The two sides say they will continue to negotiate a deal, even though Democrats are starting work on a backup plan to bypass Republicans altogether.

Lawmakers sit socially distant on couches around the Oval Office in masks

WASHINGTON — A group of Republican senators left a two-hour White House meeting with President Joe Biden on Monday evening with no deal for a new COVID aid package but expressing optimism that one is in reach.

Biden is facing the first major test of his plan to win over some Republicans to back his agenda. The two sides remain miles apart; the group of 10 Republicans is proposing an aid package valued at less than one-third of what the president wants.

“I wouldn’t say that we came together on a package tonight. No one expected that in a two-hour meeting,” said Sen. Susan Collins on Monday night. She nonetheless called it an “excellent meeting” that was “very productive” and said the two sides will continue to talk.

Biden is pushing a $1.9 trillion COVID relief package that includes $1,400 checks for most Americans, as well as an additional $400 per week in federal unemployment benefits through September 2021.

The Republican group is meanwhile proposing an approximately $600 billion package that includes $1,000 checks for a smaller number of people, plus an additional $300 per week in unemployment benefits until the end of June.

Democrats have widely rejected the proposal as inadequate and a nonstarter. “We can’t keep jumping from cliff to cliff every few months,” said Sen. Ron Wyden. “An extension of benefits for at least six months is essential.”

The White House put out a statement late Monday describing the meeting as productive but also threatening to go it alone without Republicans unless they agree to substantially more aid. “[Biden] will not slow down work on this urgent crisis response, and will not settle for a package that fails to meet the moment,” the statement said.

Biden needs 10 Republican senators on board for any bill to pass the Senate through normal methods. But congressional Democrats on Monday started a special process known as budget reconciliation that would allow just the simple Democratic majority in the Senate to pass a bill. The catch is that there is only one budget reconciliation chance for each year, and it only applies to budget items.

It is essentially a rare chance for Democrats to bypass a Republican filibuster and pass a bill without compromising. But using reconciliation to pass COVID aid now would mean future bills would need bipartisan support, potentially blocking Democrats’ path to change on high-priority issues.

During the Trump era, Republicans used budget reconciliation as a once-per-year vehicle for ambitious, partisan legislation that could never pass otherwise.
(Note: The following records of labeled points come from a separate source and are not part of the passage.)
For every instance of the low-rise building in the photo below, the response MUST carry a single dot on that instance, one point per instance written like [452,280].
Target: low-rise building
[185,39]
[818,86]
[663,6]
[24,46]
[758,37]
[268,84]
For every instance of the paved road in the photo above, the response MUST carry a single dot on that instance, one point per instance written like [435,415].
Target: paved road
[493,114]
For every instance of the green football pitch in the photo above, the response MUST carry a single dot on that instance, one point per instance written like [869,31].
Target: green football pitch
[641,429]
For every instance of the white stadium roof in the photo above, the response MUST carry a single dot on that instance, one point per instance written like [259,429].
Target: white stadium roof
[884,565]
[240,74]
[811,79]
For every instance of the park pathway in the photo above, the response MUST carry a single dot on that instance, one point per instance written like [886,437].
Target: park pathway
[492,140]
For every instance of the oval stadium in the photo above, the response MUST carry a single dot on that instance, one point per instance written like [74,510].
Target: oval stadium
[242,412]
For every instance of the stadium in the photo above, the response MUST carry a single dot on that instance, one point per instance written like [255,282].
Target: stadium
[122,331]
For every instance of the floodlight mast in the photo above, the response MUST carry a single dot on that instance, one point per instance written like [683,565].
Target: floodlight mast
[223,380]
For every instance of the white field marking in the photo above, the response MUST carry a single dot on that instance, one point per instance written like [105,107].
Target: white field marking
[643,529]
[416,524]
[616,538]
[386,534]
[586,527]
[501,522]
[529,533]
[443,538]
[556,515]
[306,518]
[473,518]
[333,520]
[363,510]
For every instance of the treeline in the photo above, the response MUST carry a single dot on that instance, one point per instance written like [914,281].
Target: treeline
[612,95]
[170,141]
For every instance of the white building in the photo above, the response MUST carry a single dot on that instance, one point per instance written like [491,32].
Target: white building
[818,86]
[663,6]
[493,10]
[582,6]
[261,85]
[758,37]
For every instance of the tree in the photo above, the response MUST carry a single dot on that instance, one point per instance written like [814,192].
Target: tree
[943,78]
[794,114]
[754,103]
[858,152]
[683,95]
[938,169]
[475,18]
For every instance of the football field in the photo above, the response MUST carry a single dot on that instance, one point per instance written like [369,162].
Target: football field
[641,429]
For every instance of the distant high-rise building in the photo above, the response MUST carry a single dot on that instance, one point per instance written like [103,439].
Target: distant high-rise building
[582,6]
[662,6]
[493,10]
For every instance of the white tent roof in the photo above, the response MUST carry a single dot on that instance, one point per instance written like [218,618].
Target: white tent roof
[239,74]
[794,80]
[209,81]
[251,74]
Their failed attempt to repeal the Affordable Care Act was through budget reconciliation. Their tax bill, Trump’s most prominent legislative accomplishment, was passed by Republican votes alone through budget reconciliation.

Joe Biden wears a face mask

Now Democrats want to return the favor. Unless they abolish the legislative filibuster in the Senate and grant themselves the power to pass a bill by a simple majority — an option that currently has too much internal resistance — reconciliation is their only shot to override Republican obstruction. Members are already pushing for it to be used liberally and enact policies such as a $15 federal minimum wage.

Over 100 Democratic members cosigned a letter to House Speaker Nancy Pelosi over the weekend demanding that the reconciliation package include a pathway to citizenship for DREAMers, immigrants under the Temporary Protected Status program, and essential immigrant workers.

But Democrats have the slimmest majority possible in the Senate — 50 out of 100 seats with Vice President Kamala Harris breaking ties in their favor — and the larger and more ambitious the bill becomes, the harder it becomes to get everyone on board. All it takes is a single Democratic senator to object to a policy for it to have to be excluded from the reconciliation bill.